At first I thought this recipe was sorta like one big oatmeal cookie – that’s how the list of ingredients and directions initially read – which is not exactly what I was looking for in an oatmeal dish. I’ve labeled this recipe as ‘healthy eating’ mainly because of the rolled oats. You could make it healthier by using a heart healthy butter substitute instead of butter (or cutting down on the butter in the recipe) and using skim milk.
I’m never a huge fan of oatmeal, but I truly do think I could eat this every morning for breakfast – warm oats and fruit dotted with butter and sugar. If you add milk or half and half when serving, it gets a bit creamier like traditional stove-top oatmeal.
The original recipe called for a fresh peach. As peaches aren’t in season, I opted for frozen mango (which is about the only other thing besides frozen berries and pineapple that I could find at Trader Joe’s). I liked the mango substitute!
Additionally, the original recipe allows for fresh or frozen blueberries. I used frozen from Trader Joe’s and was pleasantly surprised to discover they were large and plump (versus the small, shriveled kind you sometimes encounter when buying frozen).

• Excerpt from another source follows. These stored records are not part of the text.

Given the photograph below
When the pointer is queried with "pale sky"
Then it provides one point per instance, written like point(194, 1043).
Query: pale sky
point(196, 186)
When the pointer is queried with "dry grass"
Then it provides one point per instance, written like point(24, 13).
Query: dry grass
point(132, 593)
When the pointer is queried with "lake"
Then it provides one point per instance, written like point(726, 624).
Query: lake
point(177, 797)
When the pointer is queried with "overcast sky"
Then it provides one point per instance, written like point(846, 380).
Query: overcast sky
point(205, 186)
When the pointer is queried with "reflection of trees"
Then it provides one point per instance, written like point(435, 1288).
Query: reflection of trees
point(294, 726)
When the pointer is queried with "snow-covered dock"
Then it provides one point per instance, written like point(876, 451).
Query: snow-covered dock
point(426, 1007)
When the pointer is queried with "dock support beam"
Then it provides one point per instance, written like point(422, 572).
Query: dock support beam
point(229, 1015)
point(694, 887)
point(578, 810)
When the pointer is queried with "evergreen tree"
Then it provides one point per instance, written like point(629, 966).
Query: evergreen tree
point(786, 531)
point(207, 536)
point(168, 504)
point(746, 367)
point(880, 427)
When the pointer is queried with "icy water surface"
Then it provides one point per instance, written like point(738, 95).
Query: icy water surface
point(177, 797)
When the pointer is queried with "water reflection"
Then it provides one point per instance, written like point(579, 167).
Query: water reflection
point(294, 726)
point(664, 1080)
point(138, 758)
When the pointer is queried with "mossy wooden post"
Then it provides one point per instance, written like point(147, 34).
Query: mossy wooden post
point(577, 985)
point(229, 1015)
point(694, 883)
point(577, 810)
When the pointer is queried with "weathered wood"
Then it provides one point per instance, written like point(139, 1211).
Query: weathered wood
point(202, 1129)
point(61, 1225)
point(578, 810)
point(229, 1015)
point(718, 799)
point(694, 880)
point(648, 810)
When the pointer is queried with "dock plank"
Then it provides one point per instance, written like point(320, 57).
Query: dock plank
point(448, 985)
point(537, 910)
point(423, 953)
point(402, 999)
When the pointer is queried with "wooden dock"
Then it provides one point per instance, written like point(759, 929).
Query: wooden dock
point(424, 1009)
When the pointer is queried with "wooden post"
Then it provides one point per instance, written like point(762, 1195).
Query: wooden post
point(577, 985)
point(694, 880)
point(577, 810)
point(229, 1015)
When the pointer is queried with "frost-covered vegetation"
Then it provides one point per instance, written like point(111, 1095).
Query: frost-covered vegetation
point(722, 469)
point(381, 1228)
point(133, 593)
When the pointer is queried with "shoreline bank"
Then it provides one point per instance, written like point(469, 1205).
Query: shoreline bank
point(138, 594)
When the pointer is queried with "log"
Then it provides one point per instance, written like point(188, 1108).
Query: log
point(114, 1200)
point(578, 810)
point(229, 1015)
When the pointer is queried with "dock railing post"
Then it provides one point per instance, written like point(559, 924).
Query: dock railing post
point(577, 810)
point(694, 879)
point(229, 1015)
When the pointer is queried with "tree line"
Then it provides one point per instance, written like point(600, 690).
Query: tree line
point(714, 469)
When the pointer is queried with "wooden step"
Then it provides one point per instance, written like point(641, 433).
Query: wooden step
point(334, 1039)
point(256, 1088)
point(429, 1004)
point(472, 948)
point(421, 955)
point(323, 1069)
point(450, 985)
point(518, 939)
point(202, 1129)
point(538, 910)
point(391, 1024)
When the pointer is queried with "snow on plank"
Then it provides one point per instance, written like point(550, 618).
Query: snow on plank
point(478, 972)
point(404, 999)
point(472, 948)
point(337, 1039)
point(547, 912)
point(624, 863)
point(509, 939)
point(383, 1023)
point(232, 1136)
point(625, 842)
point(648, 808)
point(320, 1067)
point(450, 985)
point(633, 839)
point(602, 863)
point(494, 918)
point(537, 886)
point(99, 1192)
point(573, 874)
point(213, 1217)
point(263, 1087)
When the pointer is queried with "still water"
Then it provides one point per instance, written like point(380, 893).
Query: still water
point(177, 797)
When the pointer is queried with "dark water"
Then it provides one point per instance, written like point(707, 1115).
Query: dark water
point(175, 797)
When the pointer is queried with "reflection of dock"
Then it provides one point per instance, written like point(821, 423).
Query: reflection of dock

Thanks for the great recipe, Grandma!!
- ½ c. butter, softened
- ¼ c. white sugar
- ½ c. brown sugar
- 2 large eggs
- 1 ½ c. milk
- ½ to 1 tsp. cinnamon
- ½ tsp. salt
- 1 T. baking powder (can use gluten-free)
- 3 c. rolled oats (can use gluten-free)
- ½ c. frozen blueberries
- 1 c. frozen mango chunks (I found these at Trader Joe’s)
- 2 T. Vanilla Sugar or Turbinado sugar
- warm milk (optional)
- Beat together the butter and sugars. Mix in the milk, eggs, cinnamon, salt, baking powder and oats. Beat well. Add the fruit. Pour into a greased 8-inch square pan. Cover with foil and refrigerate overnight.
- In the morning, preheat the oven to 350 degrees. Uncover the pan and sprinkle with vanilla sugar. Bake in preheated oven until set and browning around the edges, about 45 minutes. Serve hot with warm milk, if desired.